One of the major architectural pieces of our platform that contributes to our scalability is our functional partitioning of key systems and logical sharding onto isolated highly available (HA) database clusters. When developing new systems isolating backend storage is trivial – just define a pool and start storing data. However, as was the case with the message center, migrating data from one cluster to a new cluster without having downtime can be rather tricky.
Through our analysis, we identified the following issues:
- Message data accounted for nearly 50% of the size of one database cluster
- Duplication of large data accounts for rapid, unnecessary growth
- Key index optimizations were missing
Based on this, we set the following goals:
- Isolate the message system into its own cluster
- Optimize the schema to reduce table locking
- Reduce the data size and duplication of data
- Accomplish the migration with little or no downtime
I’m pleased to report that after a long process of conversion, optimization and testing we have officially switched to the new backend for the message center. While this process proved to be quite tedious (and time consuming due to the initial size of the database – some alters took several hours to run!), the end result has been quite positive. Over the first few days we have seen both our overall database loads decrease, and the speed of the message center has increased. For those of you just wanting a high level overview:
We moved data around and changed it to increase performance and it worked. Thanks for reading, drive home safe!
For those wanting the nitty-gritty details, here you go:
We started by dumping the schema only and all of the raw data in sql format as two separate dumps. From there, we restored the schema to another server and began to optimize the table structures. This was done through code analysis and heavy use of the “Explain Plan”. Once the initial alters were done, we loaded that schema combined with the original data onto empty MySQL 5.0 and 5.1 servers. At this point, we had the following rough statistics:
- Raw SQL: 87 GB
- Ibdata File: 134GB
We then fired up replication (using some table limiting and schema rewrite magic) and watched. After about a month of monitoring and analysis, we decided to go with MySQL 5.1 (with an ibdata file per table). This was chosen primarily because of the ability to split disk IO across multiple files. Side by side, the IO wait with a single ibdata file vs multiple files was quite evident. Once we landed on a server version, the data conversion began.
The main feature was removing duplicated message bodies while compressing them (i.e. if a user sends the same message twice, there is no need to store two copies of that message). So, we wrote a custom job that read the message body of every message record and stored/compressed a single copy while updating the table to only have the message hash. At first glance the savings here were amazing (although it took roughly a week to complete the job in its entirety). We then wrote and ran a few other custom jobs to populate some of the new fields we added during our analysis (these were mainly moved from table to table to eliminate joins – think speed here) and prune old data.
At this point, it was time to use the built in MySQL replication to our advantage.
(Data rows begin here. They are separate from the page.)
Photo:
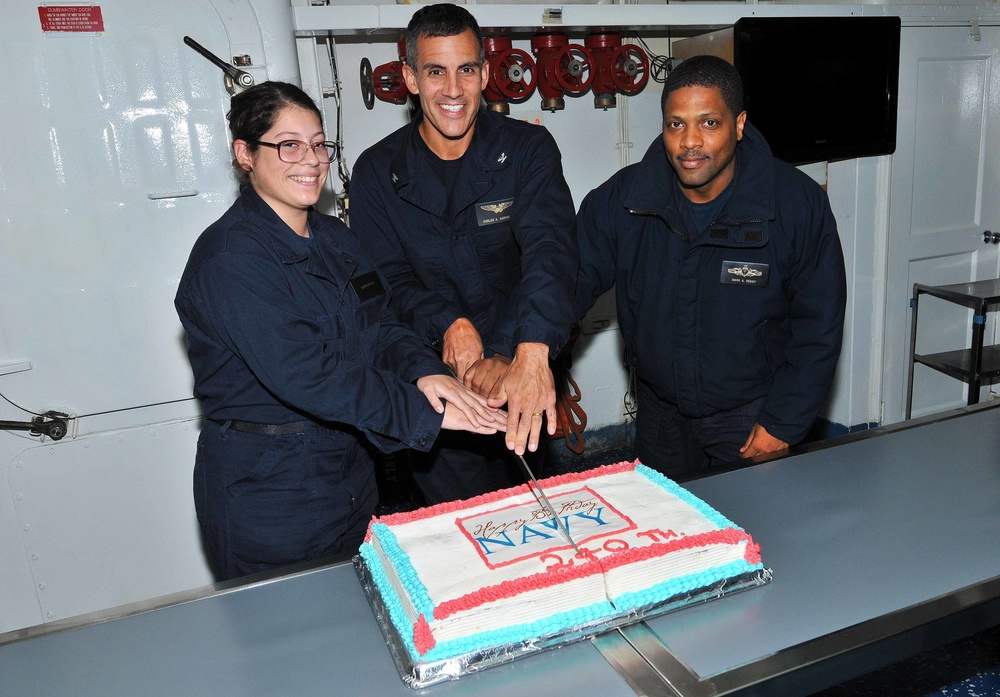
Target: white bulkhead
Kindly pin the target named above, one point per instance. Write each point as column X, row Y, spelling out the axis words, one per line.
column 115, row 157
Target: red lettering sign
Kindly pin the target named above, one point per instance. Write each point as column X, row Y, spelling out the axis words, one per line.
column 71, row 18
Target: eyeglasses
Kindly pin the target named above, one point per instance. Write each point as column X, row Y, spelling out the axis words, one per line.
column 294, row 151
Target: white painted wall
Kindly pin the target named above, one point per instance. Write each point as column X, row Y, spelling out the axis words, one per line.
column 88, row 262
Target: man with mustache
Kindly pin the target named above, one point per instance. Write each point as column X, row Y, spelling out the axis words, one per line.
column 729, row 280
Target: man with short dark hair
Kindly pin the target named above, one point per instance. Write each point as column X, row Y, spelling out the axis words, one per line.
column 729, row 280
column 467, row 213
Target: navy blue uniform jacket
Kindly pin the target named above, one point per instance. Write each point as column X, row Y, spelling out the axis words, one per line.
column 278, row 333
column 708, row 345
column 505, row 257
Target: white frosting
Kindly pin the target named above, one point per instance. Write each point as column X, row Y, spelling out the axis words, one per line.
column 634, row 526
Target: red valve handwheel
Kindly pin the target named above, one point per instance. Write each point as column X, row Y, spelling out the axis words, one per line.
column 630, row 69
column 513, row 74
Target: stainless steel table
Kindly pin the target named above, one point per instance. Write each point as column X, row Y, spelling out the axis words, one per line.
column 882, row 545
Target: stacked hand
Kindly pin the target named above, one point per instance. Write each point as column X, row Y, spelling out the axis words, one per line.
column 463, row 409
column 760, row 441
column 524, row 384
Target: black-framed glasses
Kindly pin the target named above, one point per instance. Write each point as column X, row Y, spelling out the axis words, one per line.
column 294, row 151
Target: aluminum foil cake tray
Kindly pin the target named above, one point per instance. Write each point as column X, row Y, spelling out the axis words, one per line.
column 419, row 674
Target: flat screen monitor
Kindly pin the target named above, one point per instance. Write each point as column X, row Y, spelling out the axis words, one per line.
column 820, row 88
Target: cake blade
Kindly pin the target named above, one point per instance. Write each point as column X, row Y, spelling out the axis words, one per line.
column 546, row 504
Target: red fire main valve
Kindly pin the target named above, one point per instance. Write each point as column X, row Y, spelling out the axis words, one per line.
column 386, row 81
column 512, row 74
column 562, row 67
column 617, row 68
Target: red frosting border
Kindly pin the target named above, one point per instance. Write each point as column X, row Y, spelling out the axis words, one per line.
column 566, row 572
column 452, row 506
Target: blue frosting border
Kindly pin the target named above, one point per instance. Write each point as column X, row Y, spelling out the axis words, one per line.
column 551, row 625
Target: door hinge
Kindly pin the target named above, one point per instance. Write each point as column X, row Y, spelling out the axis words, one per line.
column 51, row 423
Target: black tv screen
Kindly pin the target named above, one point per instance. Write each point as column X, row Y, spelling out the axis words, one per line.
column 820, row 88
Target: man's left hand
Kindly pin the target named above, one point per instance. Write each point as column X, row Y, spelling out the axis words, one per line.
column 483, row 375
column 759, row 442
column 529, row 392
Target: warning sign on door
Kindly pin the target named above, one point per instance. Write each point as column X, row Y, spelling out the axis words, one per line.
column 71, row 18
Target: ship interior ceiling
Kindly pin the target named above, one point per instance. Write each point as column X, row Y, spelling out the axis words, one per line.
column 122, row 157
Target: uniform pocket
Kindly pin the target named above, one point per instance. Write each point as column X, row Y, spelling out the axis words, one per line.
column 773, row 339
column 499, row 256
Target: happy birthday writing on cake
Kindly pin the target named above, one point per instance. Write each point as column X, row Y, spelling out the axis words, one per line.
column 518, row 531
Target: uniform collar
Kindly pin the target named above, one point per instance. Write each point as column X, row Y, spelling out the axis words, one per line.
column 326, row 258
column 489, row 150
column 655, row 186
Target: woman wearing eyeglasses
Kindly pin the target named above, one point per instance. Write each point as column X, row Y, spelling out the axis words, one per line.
column 299, row 367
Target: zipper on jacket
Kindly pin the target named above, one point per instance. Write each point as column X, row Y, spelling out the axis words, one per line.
column 662, row 217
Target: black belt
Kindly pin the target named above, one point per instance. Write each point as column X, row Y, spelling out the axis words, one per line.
column 272, row 429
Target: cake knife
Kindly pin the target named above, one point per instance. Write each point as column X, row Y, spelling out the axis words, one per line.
column 546, row 504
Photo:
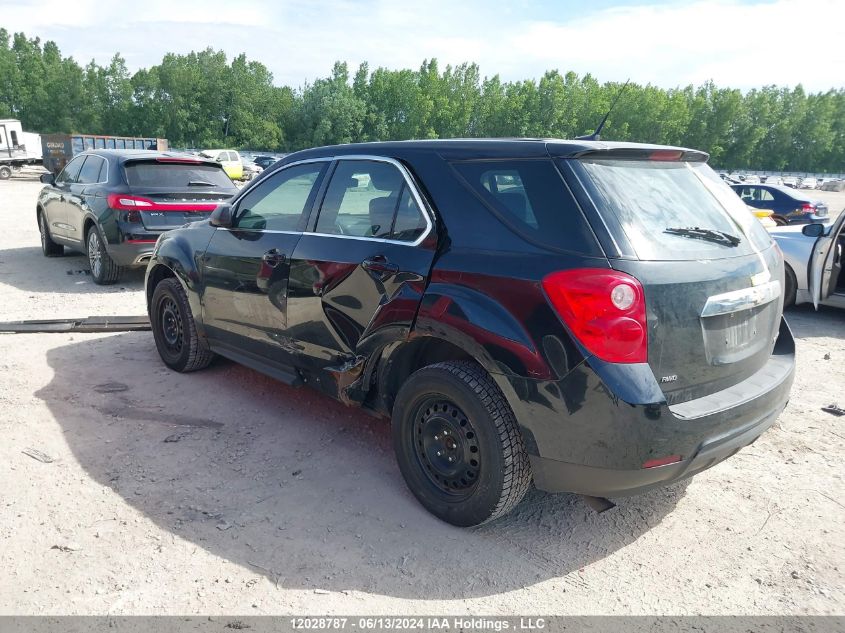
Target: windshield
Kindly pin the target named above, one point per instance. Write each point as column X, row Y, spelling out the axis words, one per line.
column 176, row 175
column 673, row 210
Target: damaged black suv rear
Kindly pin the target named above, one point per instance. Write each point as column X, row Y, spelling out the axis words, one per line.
column 600, row 318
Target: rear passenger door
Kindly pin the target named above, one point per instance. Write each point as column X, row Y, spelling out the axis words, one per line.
column 245, row 267
column 83, row 194
column 358, row 275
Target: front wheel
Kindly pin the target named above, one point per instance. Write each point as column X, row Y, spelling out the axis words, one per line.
column 458, row 444
column 174, row 329
column 104, row 270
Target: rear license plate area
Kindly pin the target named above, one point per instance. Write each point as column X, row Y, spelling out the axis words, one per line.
column 734, row 336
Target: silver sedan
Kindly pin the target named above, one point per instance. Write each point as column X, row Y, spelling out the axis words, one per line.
column 814, row 262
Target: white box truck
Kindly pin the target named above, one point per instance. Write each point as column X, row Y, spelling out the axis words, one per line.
column 17, row 148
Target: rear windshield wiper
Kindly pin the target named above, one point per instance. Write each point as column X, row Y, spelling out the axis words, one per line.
column 710, row 235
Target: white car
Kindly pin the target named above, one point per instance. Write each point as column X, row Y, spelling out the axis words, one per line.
column 814, row 262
We updated our code to write to both the old and the new database for certain tables and stopped replicating those tables while we used replication to handle writes to other tables. This made our coding changes minimal. Once we had this in place, we ran alters on some tables to drop the now unused columns. Now, with our schema finalized, we starting replaying all the read traffic from our production databases against this new cluster. After making the decision that we were pleased with the performance, it was time to pull the trigger. We deployed our final code and severed replication from the original shared cluster, isolating all message traffic to an independent HA cluster.
Here are our final stats after pruning and compressing along with a load graph showing the decrease in server load on our core cluster:
- Ibdata File(s) Total: 54GB (roughly 40% of the original size)
This undertaking was quite a challenge that taught us several lessons along the way, but was entirely worthwhile. Hopefully, as we continue to refine and optimize our application, this process can serve as a model for our future projects.